Cyclocephala castanea, and the closely related Cyclocephala hardyi, have co-evolved with the giant water lily Victoria amazonica, found in shallow waters in the Amazon basin. The flowers are nocturnal and float on the surface of the water. They are creamy-white and have a strong fragrance when they first open. The beetles are attracted to the flowers which have a high temperature, up to 10 °C (18 °F) warmer than their surroundings, and which contain starch-rich appendages called paracarpels. At the end of the night the flowers close and the beetles are trapped by the petals. When the flowers reopen the next night, they are pinkish-red or purple, no longer warmer than their surroundings, the fragrance has gone, and the stigmas are no longer receptive.

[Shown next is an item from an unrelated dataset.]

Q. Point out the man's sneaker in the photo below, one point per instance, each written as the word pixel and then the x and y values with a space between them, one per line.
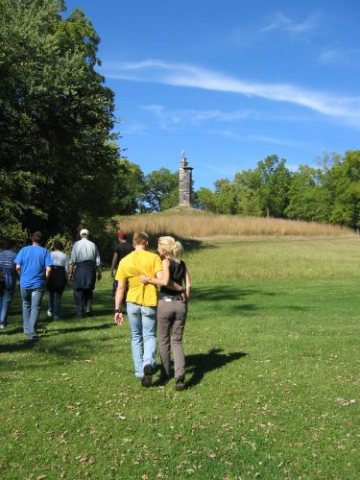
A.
pixel 146 380
pixel 179 383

However, the stamens are loaded with pollen and the beetles, well-dusted with pollen, fly off to find other, white flowers which are more attractive to them, and which they will pollinate. The plant benefits from this arrangement because it avoids self-fertilisation, each plant unfurling a new flower every alternate evening. The beetles also benefit; they have a period to feast on the specialised food tissues provided for them by the plant, and plenty of time in close proximity with one another for mating.

Another water lily, Nymphaea rudgeana, is similarly pollinated by C. castanea.
Additionally, there have been reports of Cyclocephala castanea beetles visiting Nymphaea glandulifera flowers in Surinam.